Building Non‐Canonical Amino Acids into Proteins

  • ChemPubSoc Europe Logo
  • Author: Angewandte Chemie International Edition
  • Published Date: 22 July 2019
  • Source / Publisher: Angewandte Chemie International Edition/Wiley-VCH
  • Copyright: Wiley-VCH Verlag GmbH & Co. KGaA
thumbnail image: Building Non‐Canonical Amino Acids into Proteins

Phage display is a potent technique to produce proteins with new functions. In this method, a protein-encoding gene is inserted into a phage, which displays the encoded protein on the outside. Interactions between the displayed protein and other proteins, peptides, or DNA can then be studied. The approach has been used to produce peptide and antibody therapeutics with a high affinity for certain targets. However, the chemical diversity that can be encoded in phages is mostly limited to the canonical amino acids.


Jason W. Chin and Benjamí­ Oller-Salvia, Medical Research Council (MRC) Laboratory of Molecular Biology, Cambridge, UK, have developed a system that efficiently incorporates non-canonical amino acids (ncAAs) into phage-displayed proteins.
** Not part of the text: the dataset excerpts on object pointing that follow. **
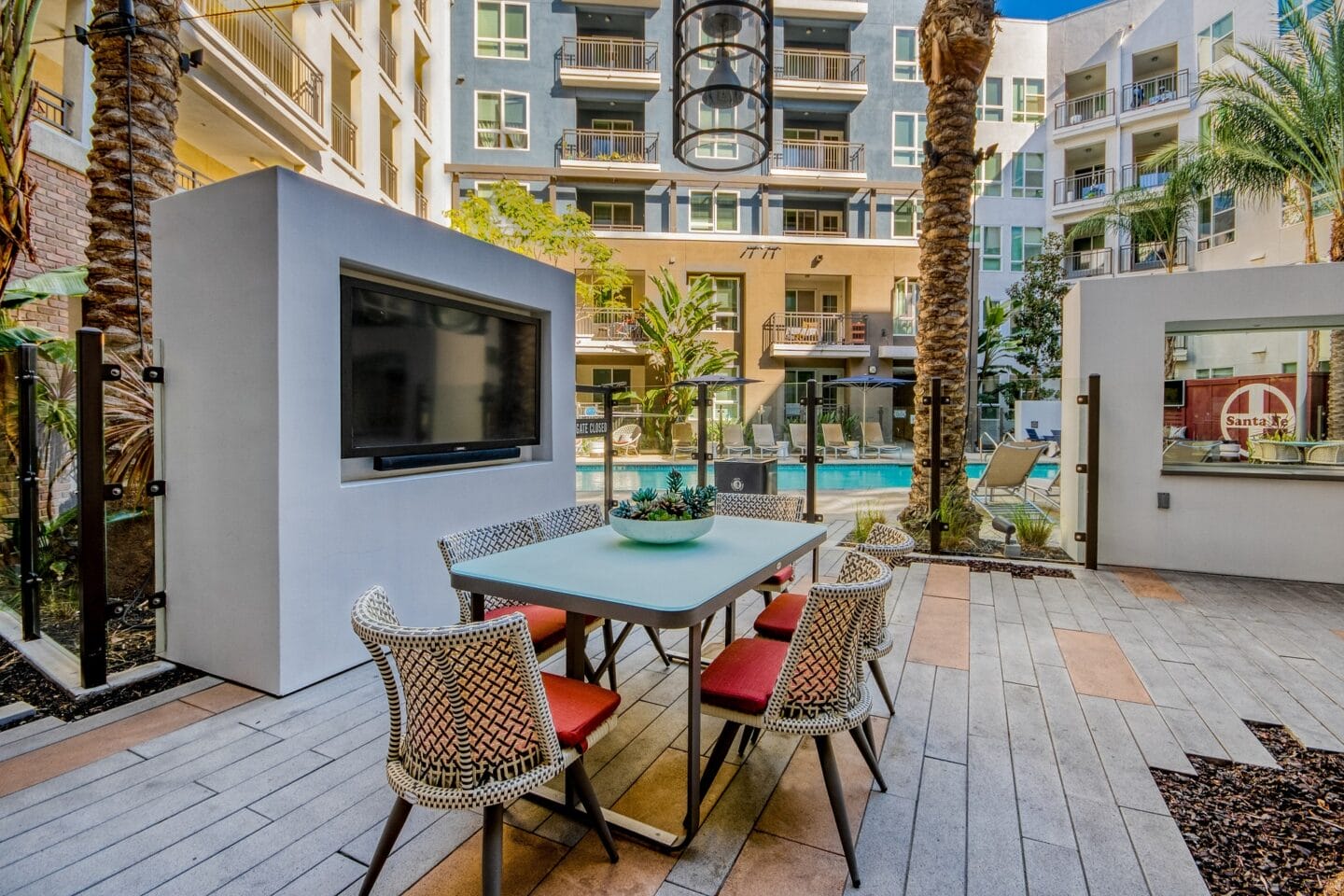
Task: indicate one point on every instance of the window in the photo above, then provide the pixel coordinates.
(714, 210)
(906, 54)
(1029, 175)
(989, 100)
(1216, 219)
(1029, 100)
(989, 176)
(607, 216)
(991, 248)
(904, 306)
(907, 133)
(501, 119)
(1215, 42)
(1026, 244)
(501, 30)
(906, 217)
During protein synthesis, messenger RNA (mRNA), a copy of the DNA, provides the sequence of amino acids, and transfer RNA (tRNA) molecules carry the individual amino acids that are connected at a ribosome. This assembly of the amino acids into the final protein is called translation.

The researchers used a translation system that works independently from the natural protein synthesis. They loaded tRNA fragments with the desired ncAAs, which were then translated into the displayed protein. Two different ncAAs with orthogonal functional groups, a cyclopropene-containing lysine derivative (CypK) and p-propargyloxy-L-phenylalanine (PrpF), were both incorporated in the same phage-displayed antibody fragment. Both positions can be tagged with different fluorophores as probes in a one-pot reaction.


According to the researchers, their work expands the number of building blocks and the functional groups that can be encoded on phage-displayed proteins. These advances may contribute to the design of peptide and antibody therapeutics with improved affinity.